Complete step-by-step answer:
In the expression $25{{\left( a\text{ + 2}b\text{ }-\text{ 3}c \right)}^{2}}\text{ }-\text{ 9}{{\left( 2a\text{ }-\text{ }b\text{ }-\text{ c} \right)}^{2}}$, first we separate the perfect square terms as,
$\begin{align}
  & 25{{\left( a\text{ + 2}b\text{ }-\text{ 3}c \right)}^{2}} \\
& =\text{ }{{\left\{ 5\left( a\text{ + 2}b\text{ }-\text{ 3}c \right) \right\}}^{2}} \\
& =\text{ }{{\left( 5a\text{ + 10}b\text{ }-\text{ 15c} \right)}^{2}} \\
\end{align}$
Again,
$\begin{align}
  & 9{{\left( 2a\text{ }-\text{ }b\text{ }-\text{ }c \right)}^{2}} \\
& =\text{ }{{\left\{ 3\left( 2a\text{ }-\text{ }b\text{ }-\text{ }c \right) \right\}}^{2}} \\
& =\text{ }{{\left( 6a\text{ }-\text{3}b\text{ }-\ 3c \right)}^{2}} \\
\end{align}$
Thus, we obtain the perfect square forms of the two terms in the expression$25{{\left( a\text{ + 2}b\text{ }-\text{ 3}c \right)}^{2}}\text{ }-\text{ 9}{{\left( 2a\text{ }-\text{ }b\text{ }-\text{ c} \right)}^{2}}$.
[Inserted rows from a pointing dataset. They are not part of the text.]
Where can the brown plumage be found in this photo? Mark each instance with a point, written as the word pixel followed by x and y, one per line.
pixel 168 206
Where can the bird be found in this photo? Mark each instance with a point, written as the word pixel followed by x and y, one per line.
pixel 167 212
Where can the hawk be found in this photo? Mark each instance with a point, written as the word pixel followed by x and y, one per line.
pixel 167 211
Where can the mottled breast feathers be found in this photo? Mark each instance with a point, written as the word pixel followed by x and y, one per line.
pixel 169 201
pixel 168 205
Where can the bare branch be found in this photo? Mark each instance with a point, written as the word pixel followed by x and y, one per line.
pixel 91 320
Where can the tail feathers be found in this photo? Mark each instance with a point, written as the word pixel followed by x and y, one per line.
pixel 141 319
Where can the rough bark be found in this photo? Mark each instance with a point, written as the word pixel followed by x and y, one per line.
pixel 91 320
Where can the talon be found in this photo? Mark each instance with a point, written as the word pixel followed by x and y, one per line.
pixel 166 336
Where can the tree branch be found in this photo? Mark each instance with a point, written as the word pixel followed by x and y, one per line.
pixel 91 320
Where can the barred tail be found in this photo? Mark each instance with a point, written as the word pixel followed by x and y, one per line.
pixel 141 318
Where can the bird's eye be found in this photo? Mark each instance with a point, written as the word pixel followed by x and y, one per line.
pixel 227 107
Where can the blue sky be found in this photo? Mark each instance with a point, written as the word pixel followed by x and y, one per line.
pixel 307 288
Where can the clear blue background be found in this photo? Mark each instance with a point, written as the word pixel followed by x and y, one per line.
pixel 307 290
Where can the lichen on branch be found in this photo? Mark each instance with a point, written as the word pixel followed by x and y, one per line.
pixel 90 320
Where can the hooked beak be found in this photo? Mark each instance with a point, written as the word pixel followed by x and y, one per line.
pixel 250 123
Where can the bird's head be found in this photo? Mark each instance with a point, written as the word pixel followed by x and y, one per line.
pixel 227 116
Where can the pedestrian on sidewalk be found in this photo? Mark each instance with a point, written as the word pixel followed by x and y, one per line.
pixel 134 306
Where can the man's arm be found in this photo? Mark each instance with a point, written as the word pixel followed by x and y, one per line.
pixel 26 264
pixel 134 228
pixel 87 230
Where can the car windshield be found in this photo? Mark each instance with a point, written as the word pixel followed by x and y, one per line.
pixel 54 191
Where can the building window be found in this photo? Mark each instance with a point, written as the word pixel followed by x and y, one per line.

Now, comparing the expression $25{{\left( a\text{ + 2}b\text{ }-\text{ 3}c \right)}^{2}}\text{ }-\text{ 9}{{\left( 2a\text{ }-\text{ }b\text{ }-\text{ c} \right)}^{2}}$ with ${{x}^{2}}\text{ }-\text{ }{{y}^{2}}$, we get,
x = 5a + 10b – 15c and y = 6a – 3b – 3c
Putting these values x = 5a + 10b – 15c and y = 6a – 3b – 3c in the formula ${{x}^{2}}\text{ }-\text{ }{{y}^{2}}\text{ = }\left( x\text{ + }y \right)\left( x\text{ }-\text{ }y \right)$, we get,
\[\begin{align}
  & {{\left( 5a\text{ + 10}b\text{ }-\text{ 15c} \right)}^{2}}\text{ }-\text{ }{{\left( 6a\text{ }-\text{3}b\text{ }-\ 3c \right)}^{2}} \\
& =\text{ }\left( 5a\text{ + 10}b\text{ }-\text{ 15c + }6a\text{ }-\text{3}b\text{ }-\ 3c \right)\cdot \left( 5a\text{ + 10}b\text{ }-\text{ 15c }-\text{ }6a\text{ +3}b\,\text{+}\ 3c \right) \\
& =\text{ }\left( 11a\text{ + 7}b\text{ }-\text{ 18}c \right)\cdot \left( -a\text{ + 13}b\text{ }-\text{ 12}c \right) \\
\end{align}\]
Thus, the expression $25{{\left( a\text{ + 2}b\text{ }-\text{ 3}c \right)}^{2}}\text{ }-\text{ 9}{{\left( 2a\text{ }-\text{ }b\text{ }-\text{ c} \right)}^{2}}$ is factored into (11a + 7b – 18c) (- a + 13b – 12c).

Note: Using the formula ${{x}^{2}}\text{ }-\text{ }{{y}^{2}}\text{ = }\left( x\text{ + }y \right)\left( x\text{ }-\text{ }y \right)$ is much more beneficial than trying to factorize it by middle term breaking because the expression contains more than three variables. Moreover, the quantities are perfect square terms, so using the formula is a natural choice.